Auteur d’une œuvre massive, réformateur de la pédagogie, philosophe, créateur d’une religion, son parcours est impressionnant. Tolstoï s’est démultiplié et a embrassé une pluralité de mondes. Une vie en contenant plusieurs certes, mais l’on peut y voir un homme exceptionnel, au paroxysme de ses potentialités et non une simple créature à l’appétit démesuré. Un ogre enfin car “toutes les créatures l’habitaient”, un être protéiforme : “Il était la nature, mais aussi le cheval qui va mourir, le rossignol dans la nuit d’été, la jeune fille exaltée par l’amour, le bourgeois qui agonise, la feuille gorgée de sève.” Et si Tolstoï n’était finalement qu’un écrivain. Car cette plasticité, cette capacité à se mettre à la place de chaque élément qui compose la vie et dont fourmillent ses romans, est une faculté de l’immense écrivain qu’il était.

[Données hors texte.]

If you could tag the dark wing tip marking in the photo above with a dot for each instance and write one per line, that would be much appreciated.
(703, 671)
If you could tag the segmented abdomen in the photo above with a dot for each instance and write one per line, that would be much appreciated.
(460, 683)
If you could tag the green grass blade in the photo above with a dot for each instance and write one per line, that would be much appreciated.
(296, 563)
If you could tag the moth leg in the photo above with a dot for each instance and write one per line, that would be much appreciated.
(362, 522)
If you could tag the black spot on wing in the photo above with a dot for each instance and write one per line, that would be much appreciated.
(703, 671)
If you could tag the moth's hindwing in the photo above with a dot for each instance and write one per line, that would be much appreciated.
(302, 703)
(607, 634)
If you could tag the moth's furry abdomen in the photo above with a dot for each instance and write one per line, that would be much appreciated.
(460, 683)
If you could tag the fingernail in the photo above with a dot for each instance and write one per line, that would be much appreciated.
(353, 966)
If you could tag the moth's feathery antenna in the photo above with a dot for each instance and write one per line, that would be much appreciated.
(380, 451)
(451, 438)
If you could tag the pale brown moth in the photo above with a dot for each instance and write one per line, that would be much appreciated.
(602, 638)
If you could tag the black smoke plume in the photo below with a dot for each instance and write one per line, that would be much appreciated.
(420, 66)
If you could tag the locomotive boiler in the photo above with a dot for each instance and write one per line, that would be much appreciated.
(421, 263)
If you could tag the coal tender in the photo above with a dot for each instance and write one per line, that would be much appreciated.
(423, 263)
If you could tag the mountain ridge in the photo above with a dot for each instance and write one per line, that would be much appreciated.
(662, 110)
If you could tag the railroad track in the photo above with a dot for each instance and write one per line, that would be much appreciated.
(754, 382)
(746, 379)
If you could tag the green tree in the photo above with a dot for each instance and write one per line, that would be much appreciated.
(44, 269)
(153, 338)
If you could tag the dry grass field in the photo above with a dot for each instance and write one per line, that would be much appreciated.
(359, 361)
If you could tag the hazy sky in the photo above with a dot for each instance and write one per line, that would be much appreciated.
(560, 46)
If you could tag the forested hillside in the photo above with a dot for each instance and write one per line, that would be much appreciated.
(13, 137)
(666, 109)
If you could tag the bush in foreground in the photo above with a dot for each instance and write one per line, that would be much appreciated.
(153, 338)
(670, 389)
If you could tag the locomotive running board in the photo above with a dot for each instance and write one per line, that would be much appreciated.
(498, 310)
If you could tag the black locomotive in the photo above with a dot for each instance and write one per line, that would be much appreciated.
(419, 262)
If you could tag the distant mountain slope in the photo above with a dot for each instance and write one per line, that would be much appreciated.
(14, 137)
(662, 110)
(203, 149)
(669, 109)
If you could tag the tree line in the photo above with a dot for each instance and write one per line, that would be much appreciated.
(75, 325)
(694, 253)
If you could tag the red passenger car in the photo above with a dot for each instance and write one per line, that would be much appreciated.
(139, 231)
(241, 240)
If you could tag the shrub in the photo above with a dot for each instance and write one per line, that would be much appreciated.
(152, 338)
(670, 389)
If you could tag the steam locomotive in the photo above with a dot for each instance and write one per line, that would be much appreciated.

L’assimilation de Tolstoï à la figure de l’ogre s’avère donc un amalgame peu justifié et c’est ce que démontre cet essai en se contredisant, car au fondement de la vie de Tolstoï, une lancinante interrogation humaine, trop humaine : pourquoi mourir ? Tolstoï n’est pas un ogre, mais simplement un homme. C’est sur ce point essentiel que l’essai de Chrsitiane Rancé achoppe. Essai qui, par ailleurs, comporte un grand nombre d’imperfections, le manque de références, de structuration et une grande dispersion semblant vouloir aborder tous les aspects de la vie de l’écrivain, perdant parfois le propos même du livre. L’auteur parvient toutefois, et c’est là la réussite majeure de l’ouvrage, à rendre compte de manière saisissante des tourments de l’âme de Tolstoï, de son angoisse insondable face au néant. En rendant palpable l’angoisse de l’homme Tolstoï et non pas de l’ogre, cette angoisse vissée au cœur de notre être, Christiane Rancé fait de Tolstoï un frère d’âme, et nous donne envie de relire son œuvre immense. Ainsi c’est à Tolstoï, l’écrivain, que nous laisserons les derniers mots : “Il défend sa vie jusqu’au bout et seul au milieu de tout le champ, n’importe comment, il la défend”   . Un essai qui donne envie de remettre Tolstoï et son œuvre dans notre vie est un essai réussi.